Monday, March 5, 2007

le cadavre exquis

I took a course on prose poetry back in my undergrad days, and I remember my professor warning us about submitting to an online mag called “Exquisite Corpse.” He said that Exquisite Corpse would accept anything you submitted—so of course our ears perked up (published! hurray!) but would only seriously publish the good submissions and mock the crappy ones. So while I was online at the lib the other day, I decided to check this out.

Apparently taken from the line “The exquisite corpse will drink the new wine” (le cadavre exquis boira le vin nouveau in French—thanks Wikipedia) which was the first product of a surrealist language game similar to ‘Consequences’, Exquisite Corpse publishes both fiction and poetry, as well as book reviews, letters, essays, and sells back issues and compilations of its selections as well as books by Corpse contributors. With skulls, crossbones, and missiles splashed all over the background, it is a bit intimidating, but I decided to jump into a section with abandon, flinging caution to the wind, drink some (very) new wine, and find out about this whole mockery thing.

I browsed through “Anti-Anthropomorphism or: Animals Redeemed,” and from the looks of it, they will print anything. A recent selection:

Love Hurts

Spare me your roses
But bring forth your thorns and let
Me bleed my way home (feelings)

Can I count the ways
I’ve murdered you in my mind
NO—Far too many

Ouch. Corpse’s take: “Gregory Braquet lets us see the true Lassie [this refers to the first poem] then confesses that ‘love hurts’.” I guess the mockery bit is true.

I decided to browse the “Making and Unmaking of Person” section, which sounded promising, where I stumbled upon “Wednesdays” by Lee Ann Mortensen. It’s a piece of flash fiction (or prose poetry… where to draw the line?) and it’s hilarious. I mean laugh out loud funny. But also sort of painfully honest. A woman narrates what her lover wants, listing them off in strained points. An excerpt:

What my lover wants seventh is for us to talk, to say everything and purge ourselves. She closes her eyes and begins.
"I've always wanted another Porsche like my first husband gave me. It was red and fast and got me lots of fucking. But you'll never make enough money. I hate that," she says.
I cough and try to come up with something good. I say, "I don't particularly like your hair, I mean, it's nice hair, nice to touch." I cough a little. "I guess I don't like it after you've been jogging, or when you've put a little too much product in it. It sort of seems too sticky maybe."
She looks at me tightly because I've said "maybe" and I'm not supposed to say "maybe." I'm not supposed to equivocate.

Corpse says: “Lee Ann Mortensen demonstrates how lovers create one another.” I guess they liked it too.

Would I submit to this online mag? Well, definitely not the angsty co-ed scribbles that fill my old notebooks. But it certainly is entertaining as a spectator sport.

1 comment:

Anonymous said...

Julia,

I’d never heard of the Exquisite Corpse online mag before your posting, but was interested to see how an online site would be designed in order to publish everything that they receive. Part of me wondered how mainstream the site was; if I hadn’t heard of it, how many others are also unaware of it? Publishing all submissions could be conceivable if the amount of work submitted was relatively small.

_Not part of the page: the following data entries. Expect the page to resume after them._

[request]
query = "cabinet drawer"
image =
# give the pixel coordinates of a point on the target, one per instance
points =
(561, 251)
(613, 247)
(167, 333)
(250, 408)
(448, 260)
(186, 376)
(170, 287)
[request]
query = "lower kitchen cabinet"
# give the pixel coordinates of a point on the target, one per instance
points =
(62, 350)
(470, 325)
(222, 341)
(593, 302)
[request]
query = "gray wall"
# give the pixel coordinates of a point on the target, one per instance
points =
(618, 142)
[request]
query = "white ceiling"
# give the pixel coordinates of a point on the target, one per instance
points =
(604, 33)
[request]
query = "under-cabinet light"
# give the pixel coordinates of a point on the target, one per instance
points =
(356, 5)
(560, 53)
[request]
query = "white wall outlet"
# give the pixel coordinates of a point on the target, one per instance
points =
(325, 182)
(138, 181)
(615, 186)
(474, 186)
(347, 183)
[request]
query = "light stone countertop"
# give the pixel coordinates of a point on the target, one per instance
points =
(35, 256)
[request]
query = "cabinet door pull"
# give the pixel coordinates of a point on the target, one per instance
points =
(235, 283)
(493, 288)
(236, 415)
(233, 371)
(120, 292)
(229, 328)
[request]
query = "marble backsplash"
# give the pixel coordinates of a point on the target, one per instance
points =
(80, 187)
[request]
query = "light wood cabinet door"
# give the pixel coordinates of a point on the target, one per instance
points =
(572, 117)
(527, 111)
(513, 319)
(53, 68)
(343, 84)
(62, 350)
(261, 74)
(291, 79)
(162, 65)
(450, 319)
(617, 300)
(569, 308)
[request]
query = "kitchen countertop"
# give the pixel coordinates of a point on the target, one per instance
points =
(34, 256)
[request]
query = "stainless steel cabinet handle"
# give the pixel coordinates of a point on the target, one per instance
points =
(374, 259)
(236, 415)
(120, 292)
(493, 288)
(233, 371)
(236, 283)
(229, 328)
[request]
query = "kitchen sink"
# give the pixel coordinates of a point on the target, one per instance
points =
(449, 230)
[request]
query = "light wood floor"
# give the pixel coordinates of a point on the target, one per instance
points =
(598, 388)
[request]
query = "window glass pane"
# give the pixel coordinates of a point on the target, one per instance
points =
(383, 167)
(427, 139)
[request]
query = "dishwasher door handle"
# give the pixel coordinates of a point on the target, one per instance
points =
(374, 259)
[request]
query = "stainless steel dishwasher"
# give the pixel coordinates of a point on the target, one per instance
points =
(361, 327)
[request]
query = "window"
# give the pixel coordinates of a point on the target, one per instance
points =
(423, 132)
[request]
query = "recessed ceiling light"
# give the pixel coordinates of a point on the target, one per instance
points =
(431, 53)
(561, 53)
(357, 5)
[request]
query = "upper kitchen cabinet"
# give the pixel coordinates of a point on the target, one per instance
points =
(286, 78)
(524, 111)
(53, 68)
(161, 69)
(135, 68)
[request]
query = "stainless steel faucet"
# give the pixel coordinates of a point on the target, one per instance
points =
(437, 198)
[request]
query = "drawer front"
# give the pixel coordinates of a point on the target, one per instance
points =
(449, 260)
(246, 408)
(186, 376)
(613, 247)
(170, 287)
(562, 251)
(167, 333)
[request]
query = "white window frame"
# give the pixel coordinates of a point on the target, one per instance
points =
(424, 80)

Ultimately, the set-up of Exquisite Corpse surprised me. For whatever reason, I expected the site’s mockery and support to appear at the end of an author’s piece of writing. However, their opinion appeared with the author’s name and their writing was linked through their name on a different page (so all you saw was the name and opinion, not the name and writing). I found that this design really affected my decision of what to read and what not to read. I browsed through a few pieces that the site mocked, but generally found myself agreeing with their sense of dislike. Often, I thought that the site’s mockery was pretty harsh, but after a while, I started avoiding these pieces altogether. This is presumably, the point, but I really think it takes the site’s mockery to another level. The only reason this site publishes some of the more low-quality work is, quite obviously to inflict their negative judgment on it. The downfall here is that the site’s editors are determining what is good and what it is not and then using this determination to directly impact what visitors to the site read. (Granted, I did seem to generally agree with their opinions, though I’m willing to bet that there are a few pieces the site mocked that I would have genuinely enjoyed.)

The excerpt from Mortensen’s story, “Wednesdays” you include in your posting also drew me to the magazine. I really liked this story, especially some of the sensual elements, like the hot cake baking, which without direct, elaborate description was something that I could imagine and smell. Further, I liked that Wednesday was the day of the week to get through, when stereotypically it was Monday. Just this little switch of detail made the story all the more appealing to me.

Submitting to this online mag seems a bit more daunting than submitting to any other magazine, whether it is print or online, as the rejection is public, rather than through a letter to be opened alone. At this point, I don’t think I feel comfortable enough with my writing to submit it to Exquisite Corpse. Honestly, I’m not sure I will ever feel comfortable enough to open myself up to the chance of mockery. However, I do agree that it provides a certain level of entertainment.